After driver woes and an opening round on the toughest course in the rota, four-time AT&T Pebble Beach Pro-Am winner Phil Mickelson found his groove during the second round, on Friday, February 12, carding a 6-under 65 on the Shore Course at Monterey Peninsula Country Club. MPCC Shore, a par-71 layout a couple of miles north of Pebble Beach, is the middle child in terms of distance among the courses in the tournament rota, but is acknowledged as the easiest.
After opening holes that wind down to the coastline through the pines of the Del Monte Forest after starting just below the handsome Spanish-style MPCC clubhouse, the later seaward holes of the Shore Course can play tough when the wind is up, as it was today.
Mickelson experienced issues off the tee in Thursday’s opening round at Spyglass Hill, so he took the new driver he experimented with on Thursday out of the bag, going back to his previous big stick.
Commenting on the change after the rounds, Mickelson said, “I went back to my old driver (and) I drove it great. The only fairways I missed were with my 3-wood, and it looks like I’m going to go back to my old 3-wood too.”
The difference between the two drivers, according to Mickelson?, “One goes straight and one goes the other way.”
Mickelson took advantage of the more sheltered conditions of the woodsy front nine, carding five birdies – including a string of three straight on holes 3 through 5 – to open with a 5-under 29 on the front.
An eagle three on the par-five 10th hole opened his back nine, but two bogeys, at 12 and 18, and a lone birdie, on the par-five 16th, showed how much tougher MPCC’s wind-exposed back nine was playing today.
Mickelson has a tremendous history at this tournament, going two generations back in his family – his grandfather, Al Santos, grew up in Monterey and was among the first group of caddies to work at the new Pebble Beach Golf Links when it opened in 1919. In addition to that family tidbit, Mickelson shares the distinction, with Bay Area golf legend Johnny Miller, of having won at Pebble Beach in three decades, Phil’s wins to date coming in 1998, 2005, 2007, and 2012; Miller’s in 1974, 1987, and 1994.
Another win in this event would put Mickelson in yet another exclusive club, that of 5-time winners of the tournament – a distinction he would share with Mark O’Meara, whose record here has earned him the sobriquet “Prince of Pebble Beach”. Miller’s and O’Meara’s wins share the distinction of bridging the Crosby and AT&T eras in the tournament’s history.
Mickelson’s hot round at Monterey Peninsula Country Club put him in a three-way tie for third, at 10-under, with Swede Freddie Jacobson and 1st-round leader Chez Reavie, but an even hotter round, a tournament course-record 60 at MPCC, by Korean Sung Kang, ruled the day.

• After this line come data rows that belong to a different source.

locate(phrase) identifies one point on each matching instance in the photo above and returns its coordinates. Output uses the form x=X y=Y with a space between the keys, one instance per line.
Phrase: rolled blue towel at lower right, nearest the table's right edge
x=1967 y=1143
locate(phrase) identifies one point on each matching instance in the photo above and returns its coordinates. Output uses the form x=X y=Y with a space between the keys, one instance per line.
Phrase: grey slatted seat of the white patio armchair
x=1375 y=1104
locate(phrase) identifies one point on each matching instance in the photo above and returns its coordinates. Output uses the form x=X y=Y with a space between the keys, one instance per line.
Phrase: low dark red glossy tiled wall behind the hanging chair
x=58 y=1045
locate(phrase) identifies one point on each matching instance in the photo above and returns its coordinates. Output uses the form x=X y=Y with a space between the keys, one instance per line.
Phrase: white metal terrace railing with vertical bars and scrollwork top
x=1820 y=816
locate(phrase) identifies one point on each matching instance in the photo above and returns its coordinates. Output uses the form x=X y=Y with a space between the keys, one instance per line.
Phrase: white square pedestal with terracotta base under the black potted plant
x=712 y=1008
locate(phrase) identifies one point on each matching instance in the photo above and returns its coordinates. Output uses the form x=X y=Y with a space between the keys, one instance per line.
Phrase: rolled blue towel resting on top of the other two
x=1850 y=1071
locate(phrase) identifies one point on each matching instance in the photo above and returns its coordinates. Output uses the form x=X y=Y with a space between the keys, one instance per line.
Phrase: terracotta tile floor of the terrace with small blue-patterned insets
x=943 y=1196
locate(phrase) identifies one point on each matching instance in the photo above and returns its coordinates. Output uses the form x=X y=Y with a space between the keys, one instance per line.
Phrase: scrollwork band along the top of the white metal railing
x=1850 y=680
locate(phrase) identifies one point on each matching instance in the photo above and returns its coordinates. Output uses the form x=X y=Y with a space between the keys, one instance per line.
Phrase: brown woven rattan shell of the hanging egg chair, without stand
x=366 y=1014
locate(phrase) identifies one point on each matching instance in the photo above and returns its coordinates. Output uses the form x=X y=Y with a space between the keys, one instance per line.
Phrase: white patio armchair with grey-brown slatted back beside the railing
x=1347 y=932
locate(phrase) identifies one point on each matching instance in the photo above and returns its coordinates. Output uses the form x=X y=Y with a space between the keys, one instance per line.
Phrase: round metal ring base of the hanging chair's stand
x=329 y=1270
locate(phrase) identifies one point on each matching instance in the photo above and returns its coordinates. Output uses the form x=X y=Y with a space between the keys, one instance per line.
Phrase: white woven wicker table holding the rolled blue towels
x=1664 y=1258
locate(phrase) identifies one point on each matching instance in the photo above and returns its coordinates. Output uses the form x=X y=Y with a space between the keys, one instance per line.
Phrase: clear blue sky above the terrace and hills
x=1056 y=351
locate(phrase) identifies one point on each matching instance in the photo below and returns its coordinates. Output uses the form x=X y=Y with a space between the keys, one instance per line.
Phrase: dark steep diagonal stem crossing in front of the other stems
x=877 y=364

The record-setting round put the 28-year-old native of Jeju, South Korea into 1st place at the end of the day. Kang shares the 36-hole lead with Hiroshi Iwata, of Japan, who posted a 6-under 66 on Pebble Beach today after shooting 5-under 66 at MPCC on Thursday. Kang will play Pebble Beach on Saturday, while Iwata goes to the notoriously tough Spyglass Hill course in Round 3.

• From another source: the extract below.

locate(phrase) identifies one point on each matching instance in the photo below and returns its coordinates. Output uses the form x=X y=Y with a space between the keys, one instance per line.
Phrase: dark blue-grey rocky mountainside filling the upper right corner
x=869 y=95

Among players with Northern California connections, former San Jose State golfer Mark Hubbard, a native of Denver, shot a 6-under 66 at Spyglass Hill to move to T-7 at 8-under. In contrast to many of the players in the field at the AT&T, Spyglass is Hubbard’s favorite of the three courses in the tournament rota.

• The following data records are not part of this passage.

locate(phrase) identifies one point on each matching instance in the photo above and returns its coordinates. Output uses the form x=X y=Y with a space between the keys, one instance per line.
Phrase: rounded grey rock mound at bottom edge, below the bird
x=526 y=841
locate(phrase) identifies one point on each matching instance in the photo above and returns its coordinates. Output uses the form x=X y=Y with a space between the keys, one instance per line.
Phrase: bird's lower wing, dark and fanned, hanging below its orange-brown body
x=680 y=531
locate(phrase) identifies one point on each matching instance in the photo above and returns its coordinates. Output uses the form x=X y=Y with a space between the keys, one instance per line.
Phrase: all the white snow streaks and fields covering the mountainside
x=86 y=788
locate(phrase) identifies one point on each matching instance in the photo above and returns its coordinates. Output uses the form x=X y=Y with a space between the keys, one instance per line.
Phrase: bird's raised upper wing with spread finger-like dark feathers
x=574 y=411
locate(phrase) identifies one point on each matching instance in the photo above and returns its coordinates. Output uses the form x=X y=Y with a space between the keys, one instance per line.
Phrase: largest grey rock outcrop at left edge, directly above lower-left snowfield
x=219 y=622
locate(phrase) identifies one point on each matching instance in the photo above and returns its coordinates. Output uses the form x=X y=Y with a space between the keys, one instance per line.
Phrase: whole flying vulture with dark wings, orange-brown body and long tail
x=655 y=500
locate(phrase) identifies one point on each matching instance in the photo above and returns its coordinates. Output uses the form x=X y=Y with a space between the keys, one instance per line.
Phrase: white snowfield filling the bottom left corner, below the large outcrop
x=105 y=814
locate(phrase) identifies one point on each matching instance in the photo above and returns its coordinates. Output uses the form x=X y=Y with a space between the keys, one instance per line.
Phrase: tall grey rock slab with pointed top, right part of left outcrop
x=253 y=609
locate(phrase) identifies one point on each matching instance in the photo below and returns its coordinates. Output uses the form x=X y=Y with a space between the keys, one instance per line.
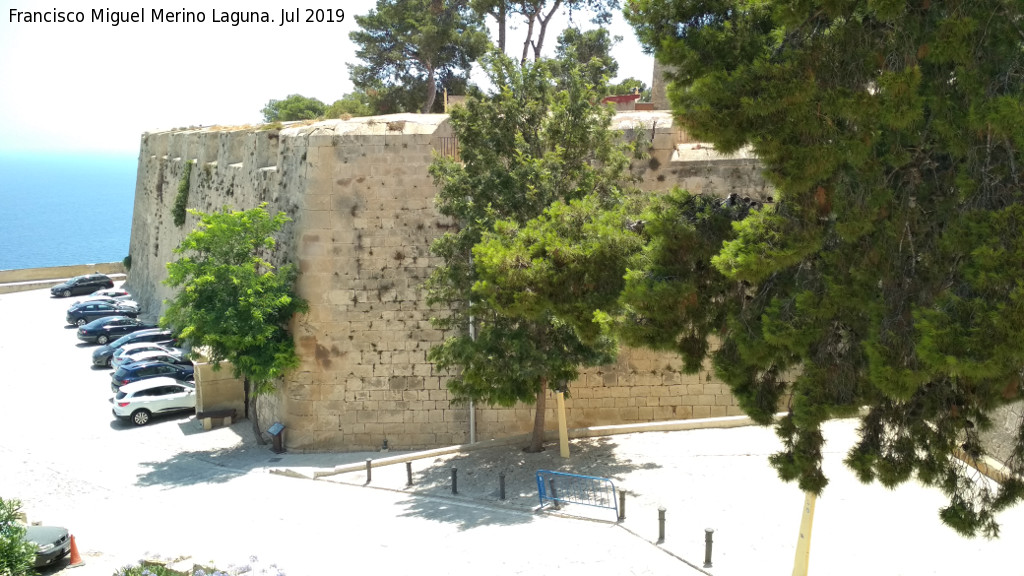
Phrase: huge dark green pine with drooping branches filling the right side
x=888 y=274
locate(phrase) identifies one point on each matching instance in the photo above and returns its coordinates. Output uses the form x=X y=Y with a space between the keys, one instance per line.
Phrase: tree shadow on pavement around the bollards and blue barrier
x=479 y=483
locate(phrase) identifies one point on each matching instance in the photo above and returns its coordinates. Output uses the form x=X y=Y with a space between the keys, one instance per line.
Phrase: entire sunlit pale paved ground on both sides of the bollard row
x=170 y=489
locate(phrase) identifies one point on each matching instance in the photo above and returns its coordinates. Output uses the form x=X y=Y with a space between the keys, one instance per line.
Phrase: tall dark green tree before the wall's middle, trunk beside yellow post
x=525 y=148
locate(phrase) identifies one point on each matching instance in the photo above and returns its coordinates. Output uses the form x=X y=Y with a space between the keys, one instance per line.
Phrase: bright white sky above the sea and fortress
x=92 y=87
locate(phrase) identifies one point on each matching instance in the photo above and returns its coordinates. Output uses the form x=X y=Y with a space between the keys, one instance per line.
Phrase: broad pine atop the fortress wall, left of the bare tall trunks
x=410 y=47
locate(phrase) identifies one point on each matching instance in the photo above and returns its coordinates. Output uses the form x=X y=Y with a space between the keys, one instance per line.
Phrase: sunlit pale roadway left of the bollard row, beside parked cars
x=170 y=489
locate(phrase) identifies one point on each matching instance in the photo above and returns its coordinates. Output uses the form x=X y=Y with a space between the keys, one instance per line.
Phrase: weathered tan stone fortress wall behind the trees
x=362 y=203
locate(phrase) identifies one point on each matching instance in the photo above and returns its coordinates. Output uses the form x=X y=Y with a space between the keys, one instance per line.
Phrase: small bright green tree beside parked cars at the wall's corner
x=234 y=305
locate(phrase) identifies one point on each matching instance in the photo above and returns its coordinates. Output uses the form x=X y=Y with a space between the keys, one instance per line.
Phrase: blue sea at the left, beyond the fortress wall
x=64 y=210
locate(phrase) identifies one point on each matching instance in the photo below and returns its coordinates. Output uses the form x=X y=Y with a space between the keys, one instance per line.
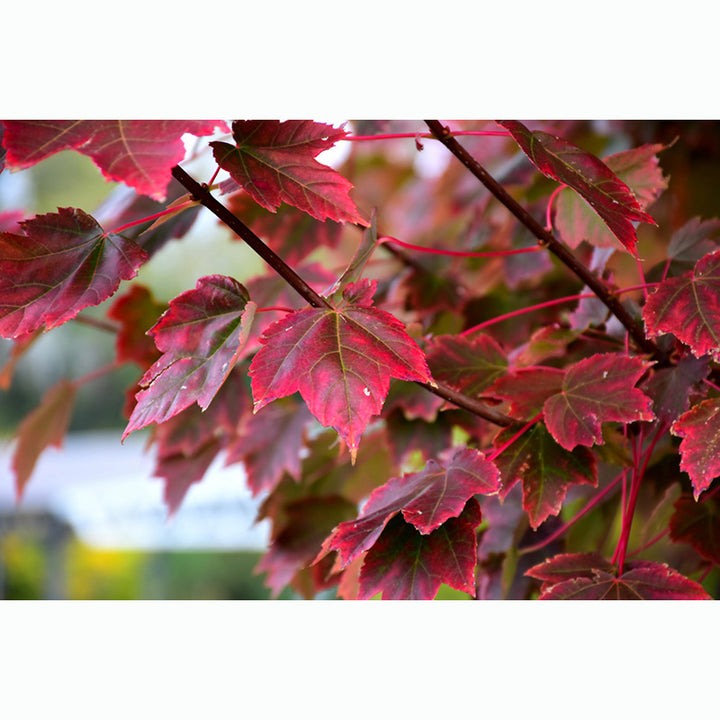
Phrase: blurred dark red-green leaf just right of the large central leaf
x=468 y=365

“I feel like I have an advantage out on this course because I played it probably 40, 50 times playing at San Jose State,” he said, “So, it’s actually my favorite course down here while I think it’s a lot of guys’ least favorite, so I think that gives me a big advantage.”
Hubbard shares the seventh spot with Stockton native Ricky Barnes, who shot a 2-under 70 at Pebble in an up-and-down round that featured five birdies, a bogey and a triple-bogey in the first nine holes, with a lone birdie on the back side. Elk Groves’ Spencer Levin, who had a share of fifth place, along with Ricky Barnes, after the opening round, stumbled at the last, carding double-bogey, bogey at Spyglass Hill’s 8th and 9th holes, the last two holes in his round, to drop to T-13 at 6-under.